Я оглянулся: кипятилась какая-то маленькая старушка.
— Этого робота художник сам сделал,— продолжала старушка.— Говорят, это его хобби — делать роботов...
— Да что вы знаете! — возразил старичок рядом со мной.— Его хобби — это картины. А но специальности он — инженер-электроник. Потому в его картинах все эти болты, гаечки...
— Что вы говорите?! — удивилась старушка.
— А гаечки прекрасны! — вмешался ещё кто-то.
— И робот прекрасен!
— Ничегошеньки-то вы не знаете! — вмешался молодой человек с чёрной бородой и длинными волосами до плеч, в чёрных очках (очевидно, художник).— Робот — настоящий инопланетянин, представитель внеземной цивилизации. Он специально прилетел к нам с планеты УЛИ, чтобы купить несколько этих картин. Они пользуются там грандиозным успехом!
— Да что вы говорите?
— Не может быть!
— Всё так и есть,— вмешался ещё один молодой румяный человек, тоже бородатый.— Слава этих картин давно перешагнула границы нашей галактики.
— Поразительно!
— Как они там всё знают!
Но с меня было довольно: я отошёл к небольшой группе, столпившейся перед портретом Старика-Ключевика.
— Вы только посмотрите на это выражение лица! — говорил один посетитель, указывая на Ключевика.— Ясно видно, что старик — мудрец! Что он всё знает и давно привык ничему не удивляться! Ему, наверное, лет сто!
— Берите больше! — сказал второй посетитель.— Сто лет для такого мудреца — младенческий возраст.
...Выйдя в полупустое фойе, я сразу увидел папу в углу, возле буфета. Он о чём-то разго-наривал с мамой. Рядом стояли Катя, Юра и Старик-Ключевик. Катя и Юра жевали бутерброды и пили сок из бокалов.
Я направился к ним.
— Успех просто сногсшибательный! — сказал я.— Я тут слушал разные мнения — чёрт знает что порой говорят! Но в основном — восторги. Я всё запомнил, даже записал кое-что.
Я вынул было записную книжку.
— Потом, дома,— сказал папа.— Сейчас не до того.

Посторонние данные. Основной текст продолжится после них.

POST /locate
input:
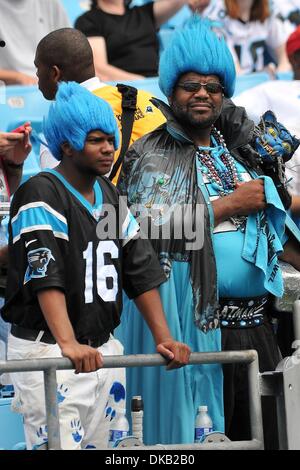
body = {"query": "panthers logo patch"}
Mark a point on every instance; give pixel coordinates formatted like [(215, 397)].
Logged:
[(38, 261)]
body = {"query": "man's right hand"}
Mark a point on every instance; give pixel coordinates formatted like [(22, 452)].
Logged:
[(85, 358), (248, 198)]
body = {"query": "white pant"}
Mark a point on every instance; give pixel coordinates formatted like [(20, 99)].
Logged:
[(87, 402)]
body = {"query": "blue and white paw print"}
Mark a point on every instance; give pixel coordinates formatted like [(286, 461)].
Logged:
[(61, 393), (116, 394), (42, 434), (76, 430)]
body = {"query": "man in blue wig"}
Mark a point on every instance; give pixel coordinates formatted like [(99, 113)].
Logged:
[(73, 247), (204, 159)]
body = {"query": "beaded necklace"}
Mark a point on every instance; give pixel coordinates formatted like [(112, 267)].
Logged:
[(217, 164)]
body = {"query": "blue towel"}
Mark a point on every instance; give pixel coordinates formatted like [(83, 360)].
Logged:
[(264, 236)]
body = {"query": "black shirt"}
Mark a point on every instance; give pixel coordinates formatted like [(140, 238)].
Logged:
[(131, 39), (54, 242)]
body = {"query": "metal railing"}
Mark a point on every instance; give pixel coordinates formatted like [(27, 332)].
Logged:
[(51, 365)]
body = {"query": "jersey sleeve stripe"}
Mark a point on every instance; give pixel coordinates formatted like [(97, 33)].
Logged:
[(37, 216), (34, 228), (39, 204)]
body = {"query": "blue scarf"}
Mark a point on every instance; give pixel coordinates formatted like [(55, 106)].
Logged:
[(263, 238)]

...На этом я пока обрываю рассказ о первом дне папиной выставки — так называемом вернисаже. Да и что вам ещё сказать — и так всё ясно! Это был настоящий триумф, то есть блестящий успех. Торжество, доставляемое счастливой удачей и полной заслуженной победой.
Должен сказать, что папа ждал этого дня всю жизнь, он всегда твёрдо верил, что этот день придёт, несмотря ни на какие препятствия. А препятствий у папы было хоть отбавляй: вы же помните, как у него то и дело не принимали картины, и в семье не было денег, а всё равно нужно было работать. И папа работал не покладая рук — писал, и писал, и писал всё новые картины.

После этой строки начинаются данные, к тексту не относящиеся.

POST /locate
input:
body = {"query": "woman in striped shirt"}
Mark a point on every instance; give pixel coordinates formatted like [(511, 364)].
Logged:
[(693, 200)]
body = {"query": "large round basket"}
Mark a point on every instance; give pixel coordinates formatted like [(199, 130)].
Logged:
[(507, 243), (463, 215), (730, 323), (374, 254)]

Должен ещё сказать, что не только папа верил в этот грядущий триумф. И мама в это верила, и Катя, и Юра, и даже Старик-Ключевик. Что касается мамы, то она полюбила папу, вышла за него замуж и родила ему двоих детей.
Мама считала его выдающимся художником, достойным непреходящей славы. Она гордилась папой, она неколебимо в него верила и сейчас вполне заслуженно разделяла с ним его головокружительный успех.

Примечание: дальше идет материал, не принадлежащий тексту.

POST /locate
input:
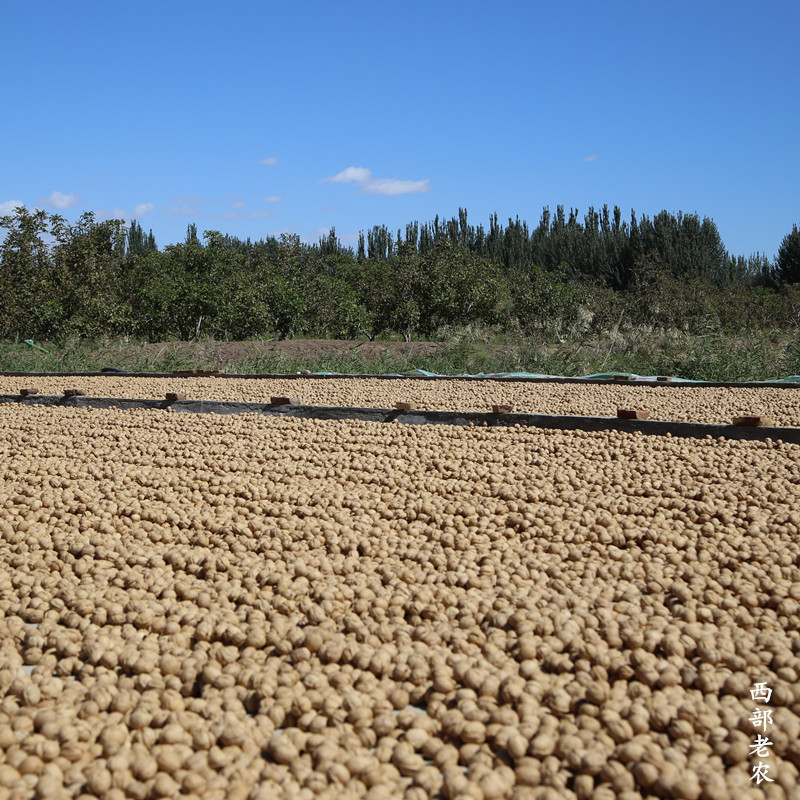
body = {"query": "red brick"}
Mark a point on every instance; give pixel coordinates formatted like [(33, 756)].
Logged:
[(753, 420), (632, 413)]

Вы, конечно, можете сказать, что и ещё кое-кто должен разделять этот успех — Тарабам, например: ведь он первый посоветовал папе нарисовать в пейзаже гаечку. Конечно же — зачем лукавить? — конечно, и Тарабам заслуженно разделяет с папой его успех.
Недаром папа открыто назвал робота Тарабама своим соавтором. Когда мы вечером рассказали об этом Тарабаму, он очень обрадовался. Он сказал, что теперь всю жизнь будет заниматься живописью и в звездолёте, и на планете УЛИ, где бы ни пришлось быть. И мы пожелали ему в этом успеха.